The lumen fades and disappears.
‘It can’t be you,’ Mungo murmurs. But recognition sparks at last in the stricken eyes that study Fox’s face. Where could you have hidden all these years? How could you do this to your mother – no, this is outrageous, impossible.’ He shakes his head, takes another step backwards.
‘You left
my identity in the system,’ Fox reminds his father. ‘Why do that if you believed I was dead?’
‘That would have been your mother,’ Mungo says, after a pause. ‘She never accepted your death.’
Fox hears pain in his father’s voice. They seem to stare at each other across a gulf of time.
‘If – if it’s you – where have you been?’ his father demands. ‘Which city? Why did you disappear?’
‘I’ve been living in the drowned ruins at the foot of this city.’
‘Don’t be ridiculous! No one could survive there.’

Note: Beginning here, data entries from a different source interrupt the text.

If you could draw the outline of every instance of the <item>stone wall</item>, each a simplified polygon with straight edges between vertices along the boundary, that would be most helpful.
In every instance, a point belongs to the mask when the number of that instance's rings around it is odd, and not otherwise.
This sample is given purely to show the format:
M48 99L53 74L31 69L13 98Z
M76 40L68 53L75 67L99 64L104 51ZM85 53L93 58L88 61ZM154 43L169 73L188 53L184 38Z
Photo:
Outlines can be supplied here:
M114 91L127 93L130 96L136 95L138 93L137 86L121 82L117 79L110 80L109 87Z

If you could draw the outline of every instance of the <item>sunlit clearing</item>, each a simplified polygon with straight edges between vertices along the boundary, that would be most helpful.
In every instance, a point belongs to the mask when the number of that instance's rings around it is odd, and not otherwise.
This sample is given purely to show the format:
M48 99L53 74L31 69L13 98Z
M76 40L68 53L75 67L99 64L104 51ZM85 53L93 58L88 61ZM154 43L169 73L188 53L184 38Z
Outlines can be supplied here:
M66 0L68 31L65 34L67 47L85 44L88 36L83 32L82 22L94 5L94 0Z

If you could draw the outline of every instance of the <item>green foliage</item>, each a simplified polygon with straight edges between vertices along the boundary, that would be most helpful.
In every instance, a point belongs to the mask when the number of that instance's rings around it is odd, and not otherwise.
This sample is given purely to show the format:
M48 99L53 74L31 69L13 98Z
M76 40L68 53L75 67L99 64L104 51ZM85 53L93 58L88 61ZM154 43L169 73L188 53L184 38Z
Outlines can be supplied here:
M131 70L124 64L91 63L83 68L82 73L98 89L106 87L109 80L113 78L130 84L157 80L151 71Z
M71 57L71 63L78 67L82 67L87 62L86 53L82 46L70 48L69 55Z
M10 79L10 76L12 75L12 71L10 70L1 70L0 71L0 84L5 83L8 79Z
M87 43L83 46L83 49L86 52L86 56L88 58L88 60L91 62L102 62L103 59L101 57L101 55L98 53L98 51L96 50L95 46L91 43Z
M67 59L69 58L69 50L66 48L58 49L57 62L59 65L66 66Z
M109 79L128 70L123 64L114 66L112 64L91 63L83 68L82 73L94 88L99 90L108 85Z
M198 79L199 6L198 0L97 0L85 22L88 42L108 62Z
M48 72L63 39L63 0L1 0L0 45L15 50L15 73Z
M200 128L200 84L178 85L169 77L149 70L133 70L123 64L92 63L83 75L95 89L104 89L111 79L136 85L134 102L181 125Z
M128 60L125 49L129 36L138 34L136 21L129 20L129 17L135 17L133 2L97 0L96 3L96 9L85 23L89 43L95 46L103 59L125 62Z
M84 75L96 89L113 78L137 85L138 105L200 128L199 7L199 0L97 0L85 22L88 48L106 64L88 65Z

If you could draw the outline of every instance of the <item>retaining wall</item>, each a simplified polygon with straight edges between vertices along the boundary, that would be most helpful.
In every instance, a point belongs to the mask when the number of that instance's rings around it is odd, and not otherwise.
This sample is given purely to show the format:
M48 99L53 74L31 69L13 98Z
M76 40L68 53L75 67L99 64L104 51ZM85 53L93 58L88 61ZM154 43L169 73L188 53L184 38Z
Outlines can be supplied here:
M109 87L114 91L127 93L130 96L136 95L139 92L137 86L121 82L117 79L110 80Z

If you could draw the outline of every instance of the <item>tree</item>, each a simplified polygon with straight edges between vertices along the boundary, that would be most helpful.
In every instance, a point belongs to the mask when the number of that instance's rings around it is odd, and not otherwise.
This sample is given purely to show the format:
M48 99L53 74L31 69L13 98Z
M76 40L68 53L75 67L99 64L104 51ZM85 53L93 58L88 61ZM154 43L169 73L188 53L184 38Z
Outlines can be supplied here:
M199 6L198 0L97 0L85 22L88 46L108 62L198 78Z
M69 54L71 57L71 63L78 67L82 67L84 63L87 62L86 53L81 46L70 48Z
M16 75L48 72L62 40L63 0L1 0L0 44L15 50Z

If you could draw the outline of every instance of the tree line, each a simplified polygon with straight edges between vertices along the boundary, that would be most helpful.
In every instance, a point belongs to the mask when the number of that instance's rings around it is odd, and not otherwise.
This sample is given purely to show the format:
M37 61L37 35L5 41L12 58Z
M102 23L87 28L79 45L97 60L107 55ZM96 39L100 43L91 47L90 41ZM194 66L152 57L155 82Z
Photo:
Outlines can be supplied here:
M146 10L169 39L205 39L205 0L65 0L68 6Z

‘Look.’ Fox holds out his begrimed hands. ‘This is dirt. Earth.’ He pulls open the leather collar of his jacket to show his father patches of infected skin on his neck and chest. ‘Insect bites. You know there are flood refugees surviving outside the wall. You know what’s outside. I survived – just as they do. Some of them.’
‘David,’ murmurs his father. ‘What are you? What have you become?’
Fox looks into his father’s bewildered face. Mungo’s power struggles in the empire have fascinated his son as he tracked all his doings, stealthily, in the news stations of the Noos. With a clench of his heart Fox now sees in his father a glimmer of his own self: the same dream-chasing spirit that drove Caledon to create the sky empire is behind Mungo’s plots and schemes, and drives Fox now. That spirit lives on in Lily, who chased her dream through a mountain, risking her young life to find him.
The dreamers of the day are the dangerous men, his book of rebel wisdom said. They are the ones who act with eyes wide open to make their dreams come true.
A family of dreamers, all of us, Fox sees; for good and for bad.
‘Your David did die,’ he tells his father, ‘but I lived on. I am Fox and I lead the Surge – the last survivors of the Great Floods. War is on your doorstep, Dad. My Surgents have amassed all across the world. We are breaking through your walls. We are outside and inside every city. We are in the Noos. We are here,’ he says as the tremor of an explosion vibrates in the room. ‘There are Surgent fleets in the Northlands and other high lands of the Earth, all ready to fight the invasions of your empire. How many fighters do you have? How many thousands? Do you know how many flood refugees there are in the world? Millions, Dad. And I have roused them. The empire will ultimately lose.’